Mais referiu que ainda que se entendesse que estava em causa uma situação de omissão da cláusula 94.ª quanto ao cálculo a efetuar, por via da integração, teria de se aplicar igualmente o método constante da segurança social.
Por fim, alegou que o entendimento da cláusula 94.ª invocado pelo Autor é materialmente inconstitucional, por violar o disposto no art. 63.º, n.º 4, da Constituição da República Portuguesa.
O Autor veio apresentar resposta ao parecer junto pelo Réu.
Tendo em audiência de julgamento chegado as partes a acordo sobre a matéria de facto provada, foi pelas partes prescindida a realização de produção de prova testemunhal.
Posteriormente, em 10-05-2023, foi proferida sentença, na qual foi fixado o valor da ação em €30.000,01, e cujo teor decisório foi o seguinte:
Pelo exposto, e nos termos das disposições legais supra mencionadas, o tribunal julga a acção totalmente procedente por provada e, em consequência, condena o Réu Banco BPI, S.A.:
a) a reconhecer ao A. o direito a receber a pensão completa do Centro Nacional de Pensões, deduzida do valor correspondente à percentagem de 25 % (vinte e cinco porcento), correspondente a 4 (quatro) anos de descontos para a Segurança Social enquanto trabalhador bancário;
b) a pagar ao A. o valor correspondente a 5.942,79 € (cinco mil, novecentos e quarenta e dois euros e setenta e nove cêntimos) a título de capital, acrescido de 188,29 € (cento e oitenta e oito euros e vinte e nove cêntimos) a título de juros de mora, no total de 6.131,08 € (seis mil cento e trinta e um euros e oito cêntimos), valor onde se encontram englobados os respectivos subsídios de férias e de Natal acrescida dos juros vencidos e vincendos até integral pagamento do valor em dívida.
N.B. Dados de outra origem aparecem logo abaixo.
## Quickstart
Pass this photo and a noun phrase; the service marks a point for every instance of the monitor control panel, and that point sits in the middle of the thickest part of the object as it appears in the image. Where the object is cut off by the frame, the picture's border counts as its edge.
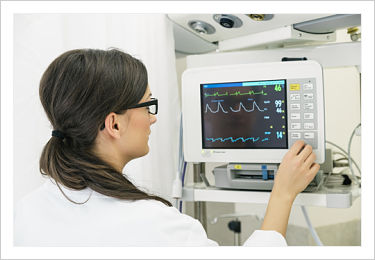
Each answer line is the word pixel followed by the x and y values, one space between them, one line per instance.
pixel 252 113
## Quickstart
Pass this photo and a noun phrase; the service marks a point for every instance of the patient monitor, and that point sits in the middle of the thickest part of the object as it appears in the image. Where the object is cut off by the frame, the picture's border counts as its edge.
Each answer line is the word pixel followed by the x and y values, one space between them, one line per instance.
pixel 252 113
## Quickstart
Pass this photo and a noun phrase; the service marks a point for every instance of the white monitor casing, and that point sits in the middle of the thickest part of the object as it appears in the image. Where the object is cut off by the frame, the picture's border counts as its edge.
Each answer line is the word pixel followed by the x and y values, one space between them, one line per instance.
pixel 295 71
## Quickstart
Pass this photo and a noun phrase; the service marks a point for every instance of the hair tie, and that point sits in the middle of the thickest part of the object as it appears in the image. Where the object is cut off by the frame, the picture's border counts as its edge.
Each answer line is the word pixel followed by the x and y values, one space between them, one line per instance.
pixel 58 134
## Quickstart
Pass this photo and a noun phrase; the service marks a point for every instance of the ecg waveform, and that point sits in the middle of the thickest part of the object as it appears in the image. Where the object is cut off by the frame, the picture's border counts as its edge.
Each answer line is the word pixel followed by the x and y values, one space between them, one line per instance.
pixel 241 106
pixel 244 140
pixel 237 93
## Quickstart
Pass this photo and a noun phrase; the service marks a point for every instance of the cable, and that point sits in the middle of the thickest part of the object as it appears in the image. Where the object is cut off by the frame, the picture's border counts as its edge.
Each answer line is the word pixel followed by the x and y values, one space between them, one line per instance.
pixel 356 165
pixel 183 180
pixel 311 228
pixel 349 157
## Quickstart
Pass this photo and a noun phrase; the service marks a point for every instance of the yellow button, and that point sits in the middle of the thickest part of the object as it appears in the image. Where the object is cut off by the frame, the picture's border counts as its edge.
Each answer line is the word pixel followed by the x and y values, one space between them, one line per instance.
pixel 295 86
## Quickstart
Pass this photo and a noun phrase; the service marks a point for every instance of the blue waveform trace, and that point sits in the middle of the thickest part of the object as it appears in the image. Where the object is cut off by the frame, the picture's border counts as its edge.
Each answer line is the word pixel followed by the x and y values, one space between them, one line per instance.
pixel 232 139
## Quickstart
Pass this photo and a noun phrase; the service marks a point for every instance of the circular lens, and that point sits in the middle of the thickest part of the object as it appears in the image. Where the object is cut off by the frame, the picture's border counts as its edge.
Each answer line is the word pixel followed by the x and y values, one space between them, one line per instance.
pixel 226 22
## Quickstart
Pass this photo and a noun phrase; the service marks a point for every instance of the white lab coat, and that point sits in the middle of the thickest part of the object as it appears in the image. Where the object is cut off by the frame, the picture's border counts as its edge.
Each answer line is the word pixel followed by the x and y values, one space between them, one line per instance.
pixel 46 218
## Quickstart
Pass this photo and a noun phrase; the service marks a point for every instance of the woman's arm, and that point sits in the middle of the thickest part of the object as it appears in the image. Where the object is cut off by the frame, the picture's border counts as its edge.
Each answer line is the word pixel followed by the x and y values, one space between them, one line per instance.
pixel 296 171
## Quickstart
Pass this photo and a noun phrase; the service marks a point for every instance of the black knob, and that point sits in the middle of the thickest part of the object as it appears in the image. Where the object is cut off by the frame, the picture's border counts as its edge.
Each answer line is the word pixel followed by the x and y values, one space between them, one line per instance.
pixel 235 226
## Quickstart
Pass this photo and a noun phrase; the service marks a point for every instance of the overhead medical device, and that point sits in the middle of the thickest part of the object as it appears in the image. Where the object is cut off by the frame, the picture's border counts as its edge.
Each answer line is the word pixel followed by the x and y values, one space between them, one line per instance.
pixel 249 115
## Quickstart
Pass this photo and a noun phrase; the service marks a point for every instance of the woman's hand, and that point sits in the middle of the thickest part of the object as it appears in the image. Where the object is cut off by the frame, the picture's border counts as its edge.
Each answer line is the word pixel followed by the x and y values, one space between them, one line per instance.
pixel 296 171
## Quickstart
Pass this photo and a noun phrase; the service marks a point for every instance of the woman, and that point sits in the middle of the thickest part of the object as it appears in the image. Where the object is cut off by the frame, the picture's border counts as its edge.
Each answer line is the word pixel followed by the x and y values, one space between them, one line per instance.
pixel 100 106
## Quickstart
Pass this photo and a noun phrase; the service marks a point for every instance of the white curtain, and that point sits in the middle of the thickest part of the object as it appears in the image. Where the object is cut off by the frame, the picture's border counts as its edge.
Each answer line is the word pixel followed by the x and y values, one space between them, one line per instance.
pixel 39 38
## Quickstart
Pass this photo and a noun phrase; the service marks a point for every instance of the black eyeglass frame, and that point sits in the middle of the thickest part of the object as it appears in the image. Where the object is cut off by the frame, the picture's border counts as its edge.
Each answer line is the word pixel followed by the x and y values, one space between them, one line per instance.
pixel 153 101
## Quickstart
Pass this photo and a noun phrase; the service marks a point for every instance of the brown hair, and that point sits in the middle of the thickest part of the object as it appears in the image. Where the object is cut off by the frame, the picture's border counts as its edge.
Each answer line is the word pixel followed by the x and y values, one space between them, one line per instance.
pixel 78 90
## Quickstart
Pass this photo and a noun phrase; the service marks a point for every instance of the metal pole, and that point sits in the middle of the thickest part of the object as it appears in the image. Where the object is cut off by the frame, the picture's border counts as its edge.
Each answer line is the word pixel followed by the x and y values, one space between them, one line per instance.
pixel 200 212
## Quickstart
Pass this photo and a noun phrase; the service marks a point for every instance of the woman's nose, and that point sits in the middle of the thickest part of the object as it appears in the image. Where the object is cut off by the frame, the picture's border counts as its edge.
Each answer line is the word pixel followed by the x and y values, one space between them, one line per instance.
pixel 152 119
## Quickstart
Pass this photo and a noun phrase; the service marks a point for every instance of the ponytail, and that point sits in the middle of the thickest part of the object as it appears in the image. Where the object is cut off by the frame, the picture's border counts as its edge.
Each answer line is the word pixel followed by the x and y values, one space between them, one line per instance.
pixel 77 91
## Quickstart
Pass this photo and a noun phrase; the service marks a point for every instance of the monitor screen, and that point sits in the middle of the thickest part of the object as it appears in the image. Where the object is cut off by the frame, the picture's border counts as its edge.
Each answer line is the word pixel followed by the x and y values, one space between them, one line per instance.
pixel 243 115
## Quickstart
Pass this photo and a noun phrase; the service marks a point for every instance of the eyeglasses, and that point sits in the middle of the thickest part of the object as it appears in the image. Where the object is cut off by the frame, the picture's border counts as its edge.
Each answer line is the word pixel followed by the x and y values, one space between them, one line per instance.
pixel 151 105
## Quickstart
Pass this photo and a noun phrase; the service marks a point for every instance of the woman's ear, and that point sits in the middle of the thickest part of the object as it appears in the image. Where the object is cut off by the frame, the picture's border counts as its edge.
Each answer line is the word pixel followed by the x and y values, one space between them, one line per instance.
pixel 112 125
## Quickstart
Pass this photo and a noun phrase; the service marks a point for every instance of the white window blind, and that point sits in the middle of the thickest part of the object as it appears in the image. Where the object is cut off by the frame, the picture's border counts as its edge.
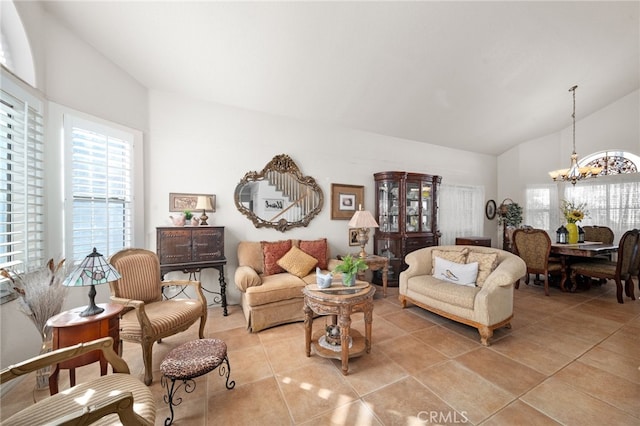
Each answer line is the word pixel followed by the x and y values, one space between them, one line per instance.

c) a aplicar uma regra pro-rata temporis ou regra de três simples pura no apuramento da parte da pensão do CNP a entregar ao Banco, respeitante aos descontos efectuados pelo A. para a Segurança Social enquanto trabalhador bancário;
d) a pagar ao A. todas as quantias que ilicitamente venha a reter da pensão do CNP pela não aplicação da regra descrita em c), até trânsito em julgado da sentença ou efectivo e real pagamento do devido, acrescidas de juros de mora vincendos.
e) nas custas do processo.
*
Registe e Notifique.
Não se conformando com a sentença, veio o Réu “Banco BPI, S.A.” interpor recurso de apelação, terminando as suas alegações com as conclusões que se seguem:
1. A interpretação das cláusulas regulativas de convenção coletiva de trabalho deve fazer-se de acordo com as regras de interpretação da lei, em particular de acordo com o disposto no artigo 9.º do Código Civil, como vem sendo entendimento da Jurisprudência, como recentemente foi defendido no Acórdão do Supremo Tribunal de Justiça n.º 1/2019, publicado no Diário da República, 1.ª série, n.º 55, de 19 de Março de 2019.
2. Na INTERPRETAÇÃO da cláusula 136.º do ACT do setor bancário deve, pois, atender-se aos seus elementos literal, sistemático, histórico e teleológico.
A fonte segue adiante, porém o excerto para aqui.